I come down pretty much where you do on this one. The verdict is much too large (note that Hogan got more for intentional infliction of emotional distress, than the female sportscaster got in her entire verdict – I guess her emotional distress, not to mention that of everyone else who has brought a suit like this, counts for less) but the fact that the finding went against Gawker is correct.
Unrelatedly, but related to the First Amendment, you may have seen that I was acquitted last week of trespassing on state property and (aiding and abetting) disorderly conduct – yay! – for having been present on unfenced, unposted grass, with first aid supplies, to offer first aid to anyone who needed it at a protest, observe public police behavior, and express agreement with the cause of Black Lives Matter – but that the DA’s office is still pursuing the conspiracy charge.
I hadn’t seen that – but now I have, and congratulations! That’s great news. Good luck on the conspiracy charge, too!
It seems obvious to me here that the right to privacy should outweigh free speech considerations, although I agree the amount the jury came up with is pretty ridiculous. I think it’s also worth pointing out that in the Erin Andrews (the female sportscaster) case, one reason she got such a big jury award from the hotel was that someone at the hotel told the stalker who filmed her what room she was in and specifically gave him a room right next to hers.

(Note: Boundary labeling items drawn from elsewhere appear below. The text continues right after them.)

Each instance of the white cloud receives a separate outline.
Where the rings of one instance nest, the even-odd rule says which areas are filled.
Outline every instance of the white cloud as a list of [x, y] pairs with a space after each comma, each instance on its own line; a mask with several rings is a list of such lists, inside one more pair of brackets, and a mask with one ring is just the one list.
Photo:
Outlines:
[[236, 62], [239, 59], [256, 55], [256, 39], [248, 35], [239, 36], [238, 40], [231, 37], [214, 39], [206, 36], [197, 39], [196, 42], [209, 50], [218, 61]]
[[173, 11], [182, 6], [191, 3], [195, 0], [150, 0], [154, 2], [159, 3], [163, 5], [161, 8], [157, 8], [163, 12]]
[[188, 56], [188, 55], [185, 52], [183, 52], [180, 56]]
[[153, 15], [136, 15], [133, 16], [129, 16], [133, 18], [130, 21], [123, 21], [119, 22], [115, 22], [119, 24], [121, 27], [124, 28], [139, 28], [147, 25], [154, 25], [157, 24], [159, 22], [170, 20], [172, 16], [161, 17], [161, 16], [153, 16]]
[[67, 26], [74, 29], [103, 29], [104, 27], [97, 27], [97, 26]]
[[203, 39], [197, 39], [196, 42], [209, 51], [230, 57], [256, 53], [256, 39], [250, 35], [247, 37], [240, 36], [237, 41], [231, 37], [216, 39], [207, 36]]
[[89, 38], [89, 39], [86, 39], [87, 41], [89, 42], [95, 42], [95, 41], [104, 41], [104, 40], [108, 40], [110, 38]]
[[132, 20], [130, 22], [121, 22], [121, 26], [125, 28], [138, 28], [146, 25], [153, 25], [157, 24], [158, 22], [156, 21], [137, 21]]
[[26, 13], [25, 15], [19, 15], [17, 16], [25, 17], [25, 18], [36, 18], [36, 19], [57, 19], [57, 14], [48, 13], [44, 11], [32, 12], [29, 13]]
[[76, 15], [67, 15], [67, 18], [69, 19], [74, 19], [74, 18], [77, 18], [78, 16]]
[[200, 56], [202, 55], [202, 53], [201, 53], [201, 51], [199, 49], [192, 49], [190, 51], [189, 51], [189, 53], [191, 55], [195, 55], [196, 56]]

I guess the potential “chilling effect” case here is that if sex is decided to have an inviolable privacy constraint, than you could use sex to mask illegal activity by ensuring that you always perform your illegal activity while you are also performin sexual activity, meaning that no tape of your illegal activity can be published.
Which can have problematic implications in a case where, for example, a rape victim wants to publish video evidence of the rape which the rapist will block claiming they have not consented to the sex act involved being published.
That said, I think the cases I’m describing are clearly exceptions, not the norm, and also clearly not what happened with Gawker and Hogan. So while I am a bit wary of a blanket rule being applied, I think that the presumption should be towards the right for privacy trumping free speech in the case of sex tapes, unless very exceptional circumstances hold.
I agree with what Eytan just wrote; I can certainly imagine some cases in which a legitimate public concern would override consent/privacy concerns.
In a somewhat related, positive, UK court case: media have been gagged on reporting on a threesome a celebrity had with the consent of their partner, and the couple involved on the basis that it is no-one’s damn business/ side order of “think of the children”. I’m less keen on the secondary motivation, but very pleased with the decision.